L’idée que le financement des partis politiques est systématiquement gangréné par la corruption n’est pas représentative de la réalité, commente Jean-Herman Guay, professeur en science politique à l’Université de Sherbrooke. «Même s’ils obtenaient des enveloppes brunes, les partis doivent quand même rapporter leurs dépenses au directeur général des élections. C’est très contrôlé tant pour les revenus que pour les dépenses.»
Un ménage à faire pour ne plus être embarrassé de contribuerUn ménage à faire pour ne plus être embarrassé de contribuer
Même si la collusion n’est pas généralisée, la situation est loin d’être rose et un coup de barre s’impose, affirme les partis d’opposition, qui réclament notamment une enquête publique sur l’industrie de la construction et sur le financement des partis politiques.
Le rapport Duchesneau produit par l’Unité anticollusion (UAC), qui a fui dans les médias la semaine dernière, soulève l’existence d’un système de financement occulte des partis politiques. Depuis deux ans, de nombreux articles font état de nouvelles liées à la corruption dans l’industrie de la construction.
L’année dernière, Québec solidaire avait dévoilé l’utilisation de prête-noms par la firme de génie-conseil Axor au cours de l’exercice 2008. La firme a plaidé coupable. «On ne peut pas incriminer les dirigeants qui contribuent, mais on est en droit de penser que d’autres entreprises contournent la loi, commente Françoise David, co-chef du parti de gauche. Il faut une enquête publique pour faire la lumière sur ce phénomène.»
En plus de réclamer une enquête publique, le PQ suggère qu’on déclare dans le cadre de quelle activité les donateurs contribuent. La semaine dernière, le Journal de Québec révélait que la ministre de la Famille, Yolande James, prévoyait tenir une activité de financement à laquelle n’étaient conviés que des propriétaires de garderie.

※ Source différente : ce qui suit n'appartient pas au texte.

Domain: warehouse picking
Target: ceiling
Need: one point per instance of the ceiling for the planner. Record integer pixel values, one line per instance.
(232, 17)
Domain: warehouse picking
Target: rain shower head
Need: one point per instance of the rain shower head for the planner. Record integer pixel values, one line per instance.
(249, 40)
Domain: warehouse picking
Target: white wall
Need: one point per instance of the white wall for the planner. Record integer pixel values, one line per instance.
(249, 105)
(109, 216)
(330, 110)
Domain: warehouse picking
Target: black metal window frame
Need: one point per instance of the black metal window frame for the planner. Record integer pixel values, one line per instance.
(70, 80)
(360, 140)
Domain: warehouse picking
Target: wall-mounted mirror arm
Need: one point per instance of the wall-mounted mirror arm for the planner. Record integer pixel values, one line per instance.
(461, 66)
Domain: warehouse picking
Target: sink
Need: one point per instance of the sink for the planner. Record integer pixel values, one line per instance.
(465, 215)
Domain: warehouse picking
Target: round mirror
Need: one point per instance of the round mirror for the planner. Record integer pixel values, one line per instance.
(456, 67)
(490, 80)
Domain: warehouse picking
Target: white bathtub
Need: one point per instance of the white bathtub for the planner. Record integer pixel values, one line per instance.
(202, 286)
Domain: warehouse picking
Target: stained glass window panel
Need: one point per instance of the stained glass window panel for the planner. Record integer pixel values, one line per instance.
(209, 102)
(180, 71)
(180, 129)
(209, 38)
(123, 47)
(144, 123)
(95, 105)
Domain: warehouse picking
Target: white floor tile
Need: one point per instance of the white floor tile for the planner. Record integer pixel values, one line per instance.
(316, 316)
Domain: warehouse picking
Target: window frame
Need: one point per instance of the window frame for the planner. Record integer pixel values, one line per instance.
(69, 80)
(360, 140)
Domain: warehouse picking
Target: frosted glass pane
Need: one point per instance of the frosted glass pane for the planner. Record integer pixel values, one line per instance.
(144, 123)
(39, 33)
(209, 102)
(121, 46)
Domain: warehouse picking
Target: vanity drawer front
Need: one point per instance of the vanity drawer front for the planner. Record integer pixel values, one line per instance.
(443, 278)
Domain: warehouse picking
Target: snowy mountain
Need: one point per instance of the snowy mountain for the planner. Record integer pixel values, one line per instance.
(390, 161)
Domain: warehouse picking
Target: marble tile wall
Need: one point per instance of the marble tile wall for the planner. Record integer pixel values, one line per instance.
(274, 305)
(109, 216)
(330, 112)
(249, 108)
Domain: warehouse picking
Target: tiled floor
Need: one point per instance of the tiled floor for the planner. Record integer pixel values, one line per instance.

«On pourra constater s’il y a des apparences de collusion, explique Pascal Bérubé, député de Matane et président de la campagne de financement du PQ. Par exemple, il est légitime que plusieurs dirigeants d’un même secteur d’activité aient contribué à un parti. Ça ne le serait pas si on se rendait compte qu’il l’avait tous fait au cours d’une même soirée de financement organisée par un ministre responsable de leur industrie.»
Rappelons que l’Assemblée nationale a adopté en janvier des modifications à la Loi électorale afin de limiter les dons individuels à 1 000$ par parti à partir de 2011. Le maximum autorisé en 2010 était de 3 000$.